Several CUB device algorithms are documented to provide deterministic results (per device) for non-associative reduction operators (e.g. floating-point addition). Unfortunately, the implementations of these algorithms contain performance optimizations that violate this guarantee. The DeviceReduce::ReduceByKey and DeviceScan algorithms are known to be affected. We’re currently evaluating the scope and impact of correcting this in a future CUB release. See NVIDIA/cub#471 for details.

Bug Fixes

  • #444: Fixed DeviceSelect to work with discard iterators and mixed input/output types.
  • #452: Fixed install issue when CMAKE_INSTALL_LIBDIR contained nested directories. Thanks to @robertmaynard for this contribution.
  • #462: Fixed bug that produced incorrect results from DeviceSegmentedSort on sm_61 and sm_70.
  • #464: Fixed DeviceSelect::Flagged so that flags are normalized to 0 or 1.
  • #468: Fixed overflow issues in DeviceRadixSort given num_items close to 2^32. Thanks to @canonizer for this contribution.
  • #498: Fixed compiler regression in BlockAdjacentDifference.
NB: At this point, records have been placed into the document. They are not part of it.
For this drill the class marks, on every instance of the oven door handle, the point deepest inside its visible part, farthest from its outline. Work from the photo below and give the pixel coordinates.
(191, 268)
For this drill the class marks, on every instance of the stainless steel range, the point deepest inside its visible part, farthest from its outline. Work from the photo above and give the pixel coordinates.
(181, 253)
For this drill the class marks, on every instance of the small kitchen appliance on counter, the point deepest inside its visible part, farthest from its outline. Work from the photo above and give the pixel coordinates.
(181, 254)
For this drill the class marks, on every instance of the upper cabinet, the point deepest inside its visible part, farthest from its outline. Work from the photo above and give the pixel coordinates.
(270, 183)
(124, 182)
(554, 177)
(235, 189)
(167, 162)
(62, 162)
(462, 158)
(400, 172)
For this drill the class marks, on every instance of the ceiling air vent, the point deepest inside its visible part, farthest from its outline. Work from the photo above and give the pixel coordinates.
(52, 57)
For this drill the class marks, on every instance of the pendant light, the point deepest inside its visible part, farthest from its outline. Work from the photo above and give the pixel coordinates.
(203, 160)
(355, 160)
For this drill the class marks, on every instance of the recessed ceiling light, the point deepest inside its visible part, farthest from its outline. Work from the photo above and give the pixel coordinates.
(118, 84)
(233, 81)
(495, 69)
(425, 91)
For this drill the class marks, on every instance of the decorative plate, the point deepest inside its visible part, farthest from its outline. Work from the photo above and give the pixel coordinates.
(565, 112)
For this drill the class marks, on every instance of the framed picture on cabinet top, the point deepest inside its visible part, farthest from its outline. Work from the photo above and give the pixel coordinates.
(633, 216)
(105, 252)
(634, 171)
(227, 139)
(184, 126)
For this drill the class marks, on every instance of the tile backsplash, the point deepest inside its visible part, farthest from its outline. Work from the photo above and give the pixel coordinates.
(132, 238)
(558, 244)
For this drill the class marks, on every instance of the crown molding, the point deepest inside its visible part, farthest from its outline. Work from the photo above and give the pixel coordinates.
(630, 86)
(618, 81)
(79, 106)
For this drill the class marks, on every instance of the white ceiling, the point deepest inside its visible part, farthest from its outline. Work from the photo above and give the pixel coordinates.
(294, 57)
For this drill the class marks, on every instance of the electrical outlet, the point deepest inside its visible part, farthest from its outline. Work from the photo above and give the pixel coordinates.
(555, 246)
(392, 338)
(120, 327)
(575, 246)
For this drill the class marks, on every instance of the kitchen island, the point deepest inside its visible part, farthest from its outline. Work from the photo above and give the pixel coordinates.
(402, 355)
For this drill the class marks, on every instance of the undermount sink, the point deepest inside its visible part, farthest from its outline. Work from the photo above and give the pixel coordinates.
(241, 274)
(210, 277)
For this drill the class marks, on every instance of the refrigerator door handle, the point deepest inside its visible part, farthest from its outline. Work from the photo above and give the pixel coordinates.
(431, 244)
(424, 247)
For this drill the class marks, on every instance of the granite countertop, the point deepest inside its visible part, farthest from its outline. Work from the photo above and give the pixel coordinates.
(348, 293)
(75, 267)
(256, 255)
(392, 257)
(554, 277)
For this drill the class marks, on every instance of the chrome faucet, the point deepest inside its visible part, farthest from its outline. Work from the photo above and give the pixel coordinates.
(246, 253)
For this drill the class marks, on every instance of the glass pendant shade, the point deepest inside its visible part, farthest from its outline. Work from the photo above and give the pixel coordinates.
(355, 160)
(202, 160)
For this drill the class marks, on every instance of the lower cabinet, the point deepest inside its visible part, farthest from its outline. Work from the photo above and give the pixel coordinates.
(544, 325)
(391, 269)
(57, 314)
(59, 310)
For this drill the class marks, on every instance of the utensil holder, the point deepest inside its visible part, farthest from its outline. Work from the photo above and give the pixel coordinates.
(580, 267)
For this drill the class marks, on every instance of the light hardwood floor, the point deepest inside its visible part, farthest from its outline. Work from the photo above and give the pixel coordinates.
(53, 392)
Thanks to @MKKnorr for this contribution.

Other Enhancements

  • #445: Remove device-sync in DeviceSegmentedSort when launched via CDP.
  • #449: Fixed invalid link in documentation. Thanks to @kshitij12345 for this contribution.
  • #450: BlockDiscontinuity: Replaced recursive-template loop unrolling with #pragma unroll. Thanks to @kshitij12345 for this contribution.
  • #451: Replaced the deprecated TexRefInputIterator implementation with an alias to TexObjInputIterator. This fully removes all usages of the deprecated CUDA texture reference APIs from CUB.
  • #456: BlockAdjacentDifference: Replaced recursive-template loop unrolling with #pragma unroll. Thanks to @kshitij12345 for this contribution.
  • #466: cub::DeviceAdjacentDifference API has been updated to use the new OffsetT deduction approach described in #212.
  • #470: Fix several doxygen-related warnings. Thanks to @karthikeyann for this contribution.